Figure 6. Effect of reaction time on bioethanol concentration for different periods.

3.3.2. Effects of Voltage and Current Curves on the Direct-Ethanol SOFC

To evaluate the effect of operating voltage on the performance of the direct-ethanol SOFC in the proposed system, as well as to perform model validation with data from the literature [39], the simulations are conducted across a current density range corresponding to operating voltages from 1.12 V to 0.63 V, as illustrated in Figure 7. As the current density rises, which is supported by both the simulation results obtained in this study and the experimental data given by the literature [39], the inherent voltage losses become increasingly obvious, leading to a continuous decline in the output voltage. It can be found that the simulation results during specific operating intervals exhibit strong agreement with the experimental data. The relative error in the voltage output is less than 5% when the current density changes from 0 to 0.5 A/m2, while the value becomes more noticeable by ignoring the voltage loss in this study, which is generated by activation over-potentials in anode/cathode. Indeed, both the mechanism and the data-driven modeling of SOFC have been extensively studied in the recent literature, whereas the research of the highly integrated SHF process and SOFC will try to find possible better solution for achieving appropriate energy efficiency during biofuel production and utilization. Therefore, the investigation of this work is focused on analyzing the feasibility of the overall system through thermodynamic evaluation rather than pursuing further model validation.
Figure 7. Effects of voltage and current curves on the direct-ethanol SOFC.
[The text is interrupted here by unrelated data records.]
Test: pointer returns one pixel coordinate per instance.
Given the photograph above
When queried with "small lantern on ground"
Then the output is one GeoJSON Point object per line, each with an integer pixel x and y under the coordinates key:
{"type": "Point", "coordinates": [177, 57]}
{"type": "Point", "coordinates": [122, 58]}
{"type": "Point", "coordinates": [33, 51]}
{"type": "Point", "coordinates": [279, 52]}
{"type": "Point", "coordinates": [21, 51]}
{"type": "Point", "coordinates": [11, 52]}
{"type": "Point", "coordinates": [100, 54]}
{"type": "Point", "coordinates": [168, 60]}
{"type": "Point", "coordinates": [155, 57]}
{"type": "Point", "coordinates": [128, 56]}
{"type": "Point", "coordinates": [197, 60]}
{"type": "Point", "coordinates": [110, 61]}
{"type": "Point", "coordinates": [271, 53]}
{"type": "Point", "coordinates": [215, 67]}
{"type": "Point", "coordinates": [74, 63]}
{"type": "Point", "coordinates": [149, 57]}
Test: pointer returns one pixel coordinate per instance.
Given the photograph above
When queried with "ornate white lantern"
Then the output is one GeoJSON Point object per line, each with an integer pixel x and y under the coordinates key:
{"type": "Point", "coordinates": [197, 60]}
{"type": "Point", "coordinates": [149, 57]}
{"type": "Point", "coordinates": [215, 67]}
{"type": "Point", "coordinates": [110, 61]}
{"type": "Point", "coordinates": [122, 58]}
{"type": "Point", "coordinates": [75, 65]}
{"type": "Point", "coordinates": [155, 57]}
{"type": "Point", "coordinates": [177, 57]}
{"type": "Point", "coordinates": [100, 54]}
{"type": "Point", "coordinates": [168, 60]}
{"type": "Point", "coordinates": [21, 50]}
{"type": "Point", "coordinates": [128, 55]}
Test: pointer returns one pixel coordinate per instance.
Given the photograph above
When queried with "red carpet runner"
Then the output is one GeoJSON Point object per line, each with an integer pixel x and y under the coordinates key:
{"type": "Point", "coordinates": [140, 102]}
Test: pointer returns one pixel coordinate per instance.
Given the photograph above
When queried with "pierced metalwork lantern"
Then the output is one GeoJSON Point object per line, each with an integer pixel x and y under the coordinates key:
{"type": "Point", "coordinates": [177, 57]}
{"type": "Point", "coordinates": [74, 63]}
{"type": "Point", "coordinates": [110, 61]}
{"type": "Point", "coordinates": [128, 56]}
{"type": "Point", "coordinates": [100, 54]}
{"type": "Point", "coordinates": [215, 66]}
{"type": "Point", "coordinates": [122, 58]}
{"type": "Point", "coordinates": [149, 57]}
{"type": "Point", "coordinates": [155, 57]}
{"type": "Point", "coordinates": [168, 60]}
3.3.3. Effects of Concentration of Bioethanol and Current Curves on the Direct-Ethanol SOFC

The involvement of bioethanol in the SOFC plays a pivotal role in linking bioproduct generation with electrochemical conversion processes. Accordingly, this section focuses on examining how bioethanol output directly affects the current density. As depicted in Figure 8, an increase in bioethanol concentration supports the power generation. A near-linear relationship emerges between bioethanol concentration and current density, although the comparatively higher current density appears at the lower bioethanol concentration. This trend implies that the rate-determining effect of the bioethanol-driven SOFCs can be considered. The observed enhancement can primarily be attributed to two underlying factors. First, the sufficient supply of bioethanol within the electrochemically active zone, particularly near the anode–electrolyte interface of the SOFC, promotes an increase in current density. Second, an increase in current density results in greater overpotential heat generation within the membrane electrode assembly, which could favor more complete bioethanol conversion from the thermodynamic perspective. Thus, it can be found that reducing the amount of the supplied bioethanol diminishes both the electrochemical performance and the possible bioproduct integration, particularly when the SOFC operates as part of a broader energy hub incorporating multiple energy sources for conversion and utilization. On the other hand, supplying an excessively high quantity of bioethanol introduces additional parasitic energy consumption. Consequently, in practice, optimizing the bioethanol feed rate to be transported into the SOFC becomes an important consideration for system designers, representing a trade-off between long-term durability and overall energy efficiency [40,41].
Figure 8. Effects of bioethanol concentration and current characteristics on the SOFC at an operating temperature of 750 °C.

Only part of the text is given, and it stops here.